Screening of Novel Pharmacogenetic Candidates for Mercaptopurine-Induced Toxicity in Patients With Acute Lymphoblastic Leukemia

• Main Authors: Minyuan Cao, Dandan Yin, Yun Qin, Fei Liao, Yali Su, Xuyang Xia, Ju Gao, Yiping Zhu, Wei Zhang, Yang Shu, Xiaoxi Lu
• Format: Article
• Language: English
• Published: Frontiers Media S.A. 2020-03-01
• Series: Frontiers in Pharmacology
• Subjects: mercaptopurine; leukopenia; hepatoxicity; adverse drug reaction; pharmacogenetics; CYP2A7
• Online Access: https://www.frontiersin.org/article/10.3389/fphar.2020.00267/full

A small proportion of patients with acute lymphoblastic leukemia (ALL) may experience severe leukopenia after treating with 6-mercaptopurine (6MP), which can be largely explained by germline variants in TPMT and NUDT15. However, a minority of patients who suffered such adverse drug reaction have NUDT15wt/wtTPMTwt/wt genotype, indicating that other genetic factors may take part in. In this study, we genotyped 539 exon-located nonsilent pharmacogenetic variants in genes involved in phase I/II of drug metabolism in 173 pediatric patients with ALL and conducted association screening for 6MP-induced leukopenia. Besides NUDT15 (rs116855232, P = 6.4 × 10−11) and TPMT (rs1142345, P = 0.003), a novel variant was identified in CYP2A7 gene (i.e., rs73032311, P = 0.0007), which is independent of NUDT15/TPMT variant.
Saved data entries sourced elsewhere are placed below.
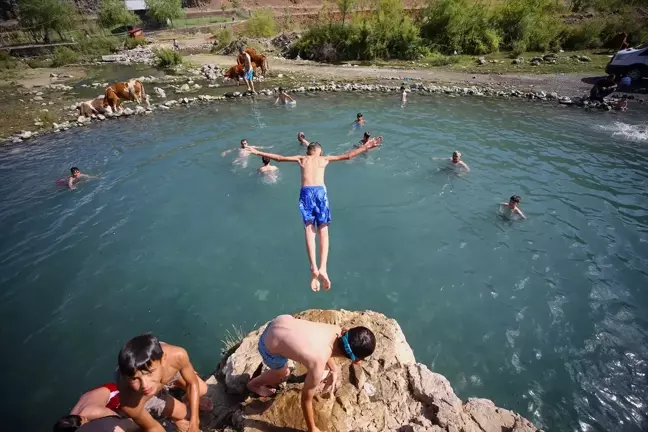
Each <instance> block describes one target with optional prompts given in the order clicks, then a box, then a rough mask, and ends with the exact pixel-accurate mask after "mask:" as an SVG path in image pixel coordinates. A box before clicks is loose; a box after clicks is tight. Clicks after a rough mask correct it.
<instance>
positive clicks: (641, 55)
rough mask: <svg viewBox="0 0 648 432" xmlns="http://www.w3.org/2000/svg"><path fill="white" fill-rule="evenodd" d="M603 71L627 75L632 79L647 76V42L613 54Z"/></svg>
mask: <svg viewBox="0 0 648 432" xmlns="http://www.w3.org/2000/svg"><path fill="white" fill-rule="evenodd" d="M605 72H606V73H608V74H615V75H627V76H629V77H630V78H631V79H632V81H638V80H640V79H641V78H648V42H646V43H644V44H643V45H639V46H638V47H636V48H626V49H624V50H621V51H619V52H617V53H616V54H614V56H612V59H611V60H610V62H609V63H608V65H607V66H606V67H605Z"/></svg>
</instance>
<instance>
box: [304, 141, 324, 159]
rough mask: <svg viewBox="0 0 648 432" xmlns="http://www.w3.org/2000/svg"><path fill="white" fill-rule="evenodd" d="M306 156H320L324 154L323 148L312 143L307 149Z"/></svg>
mask: <svg viewBox="0 0 648 432" xmlns="http://www.w3.org/2000/svg"><path fill="white" fill-rule="evenodd" d="M306 154H307V155H309V156H312V155H315V156H319V155H321V154H322V146H321V145H320V143H318V142H312V143H310V144H308V147H306Z"/></svg>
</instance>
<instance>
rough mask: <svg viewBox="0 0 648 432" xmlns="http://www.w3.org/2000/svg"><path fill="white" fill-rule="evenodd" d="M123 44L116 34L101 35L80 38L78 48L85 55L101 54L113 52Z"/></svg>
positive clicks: (114, 51)
mask: <svg viewBox="0 0 648 432" xmlns="http://www.w3.org/2000/svg"><path fill="white" fill-rule="evenodd" d="M121 46H122V42H121V41H120V40H119V38H117V37H115V36H99V37H91V38H82V39H80V40H79V45H77V49H78V50H79V52H80V53H81V54H83V55H89V56H99V55H104V54H110V53H113V52H115V51H117V50H118V49H119V48H120V47H121Z"/></svg>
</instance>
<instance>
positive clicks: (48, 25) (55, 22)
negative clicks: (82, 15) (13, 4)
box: [18, 0, 79, 43]
mask: <svg viewBox="0 0 648 432" xmlns="http://www.w3.org/2000/svg"><path fill="white" fill-rule="evenodd" d="M18 8H19V12H20V17H19V20H20V24H21V25H22V26H23V27H25V28H26V30H27V31H29V32H30V33H31V34H32V36H33V37H34V39H38V37H39V36H41V35H42V36H43V41H44V42H45V43H48V42H49V41H50V32H52V31H55V32H57V33H58V35H59V36H60V37H61V39H63V35H62V34H61V32H63V31H65V30H71V29H72V28H74V26H75V24H76V21H77V19H78V17H79V15H78V12H77V9H76V8H75V7H74V5H73V4H72V3H71V2H69V1H66V0H18Z"/></svg>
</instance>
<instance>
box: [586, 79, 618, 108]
mask: <svg viewBox="0 0 648 432" xmlns="http://www.w3.org/2000/svg"><path fill="white" fill-rule="evenodd" d="M616 87H617V85H616V82H615V80H614V74H610V75H609V76H608V77H607V78H603V79H600V80H598V81H597V82H596V84H594V86H593V87H592V90H590V100H591V101H596V102H603V99H605V98H606V97H608V96H610V95H611V94H612V93H614V91H615V90H616Z"/></svg>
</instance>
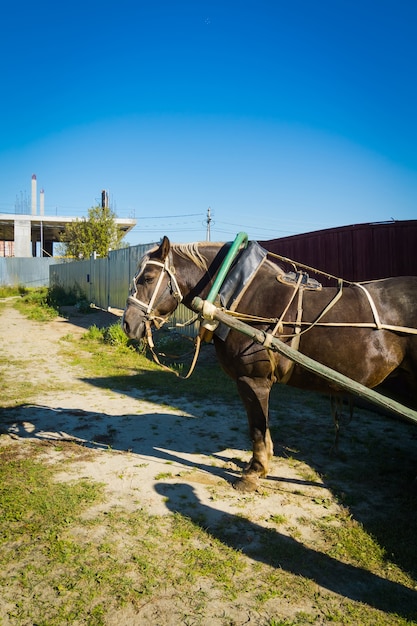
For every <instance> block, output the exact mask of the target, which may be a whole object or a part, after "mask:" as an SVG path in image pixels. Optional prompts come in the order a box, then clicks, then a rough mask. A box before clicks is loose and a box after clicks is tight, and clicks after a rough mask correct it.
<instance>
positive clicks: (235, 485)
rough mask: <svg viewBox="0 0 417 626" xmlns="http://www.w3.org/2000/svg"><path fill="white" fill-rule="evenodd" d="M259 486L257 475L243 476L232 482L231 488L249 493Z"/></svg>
mask: <svg viewBox="0 0 417 626" xmlns="http://www.w3.org/2000/svg"><path fill="white" fill-rule="evenodd" d="M258 487H259V479H258V477H257V476H253V477H249V476H243V477H242V478H238V480H237V481H236V482H234V483H233V488H234V489H236V491H240V492H242V493H251V492H252V491H256V490H257V489H258Z"/></svg>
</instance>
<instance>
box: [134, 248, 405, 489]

In addition, a variant (i.e., rs4680) in COMT is significantly associated with 6MP-induced hepatotoxicity (P = 0.007). In conclusion, variants in CYP2A7 and COMT may be considered as novel potential pharmacogenetic markers for 6MP-induced toxicities, but additional independent validations with large sample size and investigations on related mechanisms are further needed.